Tony Glover points with pride to the growing number of farmers markets popping up on Alabama town squares and byways like mushrooms after a drenching spring rain.
Glover, coordinator of the Alabama Cooperative Extension System’s Cullman County office, has done his part to promote the growth of his own farmers market, Festhalle Market Platz, a bustling market housed in a massive 7,250 square foot wooden pavilion in downtown Cullman and operated from April through October.
Yet, despite all this growth and the optimism it has generated, Glover occasionally worries about the specter of foodborne illness.
As he’s the first to stress, just because food is fresh and locally grown doesn’t mean it’s necessarily free of pathogens. And only one serious pathogenic outbreak traced to a single farmers market could quickly undo years of planning and investment— not to mention, all the effort put into building a loyal customer base, he says.
Similar concerns seem to be in the back of many consumers’ minds too — a fact driven home to Glover not only throughout his career as an Extension educator but also during the years when he operated his own produce business.
“Customers were always asking me where food comes from and also about how it’s raised and whether it contains pesticides,” Glover recalls.
Glover is still fielding the same frequent, often fervent questions from consumers in his current role as a Cooperative Extension professional.
Operating on the time-honored maxim that “an ounce of prevention is worth a pound of cure,” he has turned to members of the Alabama Extension food safety team, who are conducting a series titled “Enhancing the Safety of Locally Grown Produce” throughout the state to alert growers to these risks.
Angela Treadaway, an Extension regional food safety agent in central Alabama, already has conducted four safe handling training sessions for growers in Cullman as well as neighboring Walker County.
“Growers who sell their produce to big retail chains such as Wal-Mart and Wynn-Dixie are required to undergo more comprehensive training known as GAP, which stands for Good Agricultural Practices,” Treadaway says.
Farmers not only learn how to identity common practices that contribute to foodborne illness but also shown how to comply with the paperwork requirements that would enable investigators, if the need arose, to trace back not only the point of origin of this produce but also to gain a clear picture of how it was produced, packed, handled, and stored.
The training Treadaway and the other Food Safety Extension educators are providing through “Enhancing the Safety of Local Produce” is not as comprehensive as GAP. But then, farmers markets in Alabama are currently not governed either by state or federal food handling regulations, she notes.

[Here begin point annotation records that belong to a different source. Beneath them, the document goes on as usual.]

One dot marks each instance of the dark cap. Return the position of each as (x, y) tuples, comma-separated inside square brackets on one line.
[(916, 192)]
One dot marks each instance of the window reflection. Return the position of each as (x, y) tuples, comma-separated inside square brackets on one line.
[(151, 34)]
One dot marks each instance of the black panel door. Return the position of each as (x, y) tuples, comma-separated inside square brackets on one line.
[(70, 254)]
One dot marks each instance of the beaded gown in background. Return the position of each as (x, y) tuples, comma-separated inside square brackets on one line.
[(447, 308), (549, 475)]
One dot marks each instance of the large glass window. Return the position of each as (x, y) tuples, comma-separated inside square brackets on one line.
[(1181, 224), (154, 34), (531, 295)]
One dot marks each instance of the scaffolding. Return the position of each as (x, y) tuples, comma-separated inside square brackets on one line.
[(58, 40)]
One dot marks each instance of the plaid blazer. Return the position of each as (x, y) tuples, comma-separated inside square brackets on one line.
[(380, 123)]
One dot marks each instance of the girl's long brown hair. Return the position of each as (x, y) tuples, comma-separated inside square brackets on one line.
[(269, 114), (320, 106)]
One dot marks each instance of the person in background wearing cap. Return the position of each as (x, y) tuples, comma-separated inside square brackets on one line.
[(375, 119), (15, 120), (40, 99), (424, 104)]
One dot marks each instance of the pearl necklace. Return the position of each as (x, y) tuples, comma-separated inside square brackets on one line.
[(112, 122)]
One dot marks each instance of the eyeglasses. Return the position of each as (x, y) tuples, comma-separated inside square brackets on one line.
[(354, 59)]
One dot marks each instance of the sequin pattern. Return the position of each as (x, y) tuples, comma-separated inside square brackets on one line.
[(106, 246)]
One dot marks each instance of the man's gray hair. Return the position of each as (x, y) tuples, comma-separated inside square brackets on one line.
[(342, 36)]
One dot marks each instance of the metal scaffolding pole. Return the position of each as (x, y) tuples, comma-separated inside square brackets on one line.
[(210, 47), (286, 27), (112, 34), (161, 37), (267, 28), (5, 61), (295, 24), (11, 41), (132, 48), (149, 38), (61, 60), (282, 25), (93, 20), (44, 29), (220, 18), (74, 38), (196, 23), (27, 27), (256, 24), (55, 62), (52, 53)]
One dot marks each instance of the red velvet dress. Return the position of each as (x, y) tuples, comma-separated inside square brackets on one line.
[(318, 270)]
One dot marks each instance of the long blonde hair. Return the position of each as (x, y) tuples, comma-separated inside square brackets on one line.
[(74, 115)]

“We think these regulations are coming sooner or later, much as they have with restaurants,” Treadaway says. “Right now, though, we are concentrating our efforts on alerting growers to the risk of foodborne illness and the steps they can take to prevent outbreaks.”
“Enhancing the Safety of Locally Grown Produce” training identifies common practices that may contribute to serious breaches in food safety.
Top of the list
At the top of the list: water, namely irrigation water, Treadaway says.
“They need to be especially aware of the type of water source they’re using to irrigate their produce,” Treadaway says. “For example, if you’re drawing your water from a pond to which cows and other livestock have access, you’re running the serious risk of exposing your produce to pathogens.”
The use of manure as fertilizer is another critical concern — the reason why farmers are urged to compose manure several weeks before it’s applied as crop fertilizer and not to harvest produce for at least 90 days after manure has been applied.
But as Treadaway and other food safety experts stress during the training, there are even more subtle ways that pathogenic exposure can occur.
“If you happen to be a hunter, for example, you don’t need to haul your hunting dogs or, for that matter, a dead deer or a feral hog on your truck bed the night before you carry produce to market, at least without cleaning the bed thoroughly,” says Dr. Jean Weese, an Alabama Extension food safety specialist and Auburn University professor of food science who heads the Food Safety team.
Weese says the trainers also stress the importance of using clean cutting boards and utensils at farmers markets.
“In too many cases, growers, in showcasing their products to customers, use their pocket knives to slice produce, often on unsanitized surfaces,” Weese says, “We encourage them to use disposable utensils and plates instead.”
The training also emphasizes the importance of separating display produce from the products that are actually sold.
“Customers have a tendency to touch everything, and growers can’t be sure where all these hands have been — the reason why it should be a standard practice to separate display produce from the products that are actually bagged and sent home with the buyer,” Weese says.
Cullman County farmers are not required to take the safe-handing training to sell produce in the Cullman Farmers Market, Glover says.
For now, he’s adopted a “coalition of the willing” strategy for reaching his farmers market sellers, hoping that as more growers are encouraged to take the training, others will follow suit. Lately, he’s seen evidence that this strategy is working: A few of the growers who have taken the training have begun displaying their certificates on their market stalls.
Glover hopes this certification, in addition to translating into an uptick in sales will, in turn, provide an incentive for more noncertified growers to take the training.